Negative Changes in Mood and Cognition:
Inability to recall important aspects of the trauma.
Persistent negative beliefs about oneself or the world (e.g., feelings of anger, guilt, alienation).
Depressive symptoms.
Changes in Arousal and Reactivity: Experiences may include hypervigilance, exaggerated startle response, sleep issues, difficulty concentrating, and irritability.
Insights from Fear Learning about PTSD
Fear Learning Mechanisms:
Includes classical conditioning: the pairing of an auditory conditioned stimulus (CS) with an unconditioned stimulus (UCS).
Contextual memory emphasizes the distinction between trauma (which is conditioned) and aversive scenarios (which are associated but not traumatic).
Persistent Memory Formation: Fear responses and avoidance behaviors can persist years after the original trauma, connecting back to the concepts of exaggerated fear response and poor control over fear.
Fear Extinction Process
Definition of Fear Extinction: Refers to the process of diminishing behavioral responses to threat-associated cues through repeated exposure without aversive stimuli (CS without UCS).
Competing Memories: Successful extinction creates new memories that compete with the original fear memory.
Return of Fear: The 3 R’s
Spontaneous Recovery: The re-emergence of fear after a period of time.
Renewal: The reinstatement of fear when the context changes from the extinction environment.
Reinstatement: The return of fear following reminders of the aversive experiences, such as a brief reminder of the trauma.
Neural Basis for Fear Extinction
Brain Regions Involved:
Prefrontal Cortex: Central to extinction learning, including top-down suppression of emotional reactions.
Hippocampus: Related to contextual learning, linked to the renewal of fear.
Amygdala: Involved in fear learning and extinction processes.
Characteristics of Extinction Memory
Extinction memory requires the prefrontal cortex for regulation and learning of context-specific responses.
Influence of Context: The conditions in which training occurs versus testing back might lead to differences in fear levels.
Broader Relevance of Extinction Learning
Extinction is not limited to fear: Associations can also be extinguished beyond just fear conditioning (CS-UCS to CS-no UCS).
Three R’s Applicability: Similar mechanisms apply across various forms of associative learning, leading to practical applications in drug addiction and other areas.
PTSD and Fear Memory Dynamics
Concerns about Control: Factors in PTSD share characteristics with fear memory behavior, showcasing poor control over fear as a common element.

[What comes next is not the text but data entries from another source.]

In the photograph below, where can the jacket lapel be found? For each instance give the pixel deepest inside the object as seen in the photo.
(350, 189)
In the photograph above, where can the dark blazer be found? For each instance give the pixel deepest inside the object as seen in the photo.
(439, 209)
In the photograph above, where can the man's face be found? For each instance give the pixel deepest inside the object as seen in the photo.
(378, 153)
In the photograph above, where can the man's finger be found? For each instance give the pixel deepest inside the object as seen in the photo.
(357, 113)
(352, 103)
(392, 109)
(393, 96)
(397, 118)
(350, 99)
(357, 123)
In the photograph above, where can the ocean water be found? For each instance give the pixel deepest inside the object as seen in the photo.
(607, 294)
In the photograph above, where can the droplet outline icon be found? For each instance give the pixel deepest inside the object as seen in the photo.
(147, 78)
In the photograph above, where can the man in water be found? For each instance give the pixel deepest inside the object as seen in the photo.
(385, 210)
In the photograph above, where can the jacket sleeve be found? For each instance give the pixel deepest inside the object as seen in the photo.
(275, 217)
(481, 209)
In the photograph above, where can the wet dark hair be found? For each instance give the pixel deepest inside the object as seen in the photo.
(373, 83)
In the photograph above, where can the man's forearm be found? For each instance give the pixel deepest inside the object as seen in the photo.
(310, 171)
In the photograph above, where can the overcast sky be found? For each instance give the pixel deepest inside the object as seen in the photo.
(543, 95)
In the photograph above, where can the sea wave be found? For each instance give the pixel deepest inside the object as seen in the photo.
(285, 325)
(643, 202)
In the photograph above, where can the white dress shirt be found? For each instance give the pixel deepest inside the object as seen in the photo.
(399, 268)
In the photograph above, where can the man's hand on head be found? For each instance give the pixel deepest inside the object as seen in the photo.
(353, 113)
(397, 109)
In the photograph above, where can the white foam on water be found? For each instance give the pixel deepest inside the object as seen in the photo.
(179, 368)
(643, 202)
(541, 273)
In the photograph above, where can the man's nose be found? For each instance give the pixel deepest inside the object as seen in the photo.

Neurobiological Markers in PTSD
Prefrontal Cortex Activity: A decrease in activity has been observed in PTSD patients during tasks involving traumatic imagery (Arch Gen Psychiatry, 2004).
Amygdala and PFC Relationship: Evidence suggests disrupted interactions between the amygdala and prefrontal cortex.
Hippocampal Volume: Studies indicate reduced hippocampal volume may contribute to memory issues in PTSD, with genetic vulnerabilities further complicating these aspects.
Treatments for PTSD
Goal of Treatment: To mitigate arousal and stress-related symptoms.
Pharmacological Treatments:
Antidepressants such as SSRIs and SNRIs.
Psychotherapeutic Approaches:
Cognitive Behavioral Therapy (CBT) which includes:
Cognitive interventions challenging anxiety-inducing beliefs.
Behavioral components promoting exposure and extinction.
Challenges: Effective therapies must address the three R’s (spontaneous recovery, renewal, reinstatement) since extinction results in a new memory that co-exists with the original fear memory.
Future Directions of Research
Continued Investigation: There's a need for comprehensive research into complex PTSD formulations and the neurobiology underlying these experiences (Nees, Witt, & Flor, 2018).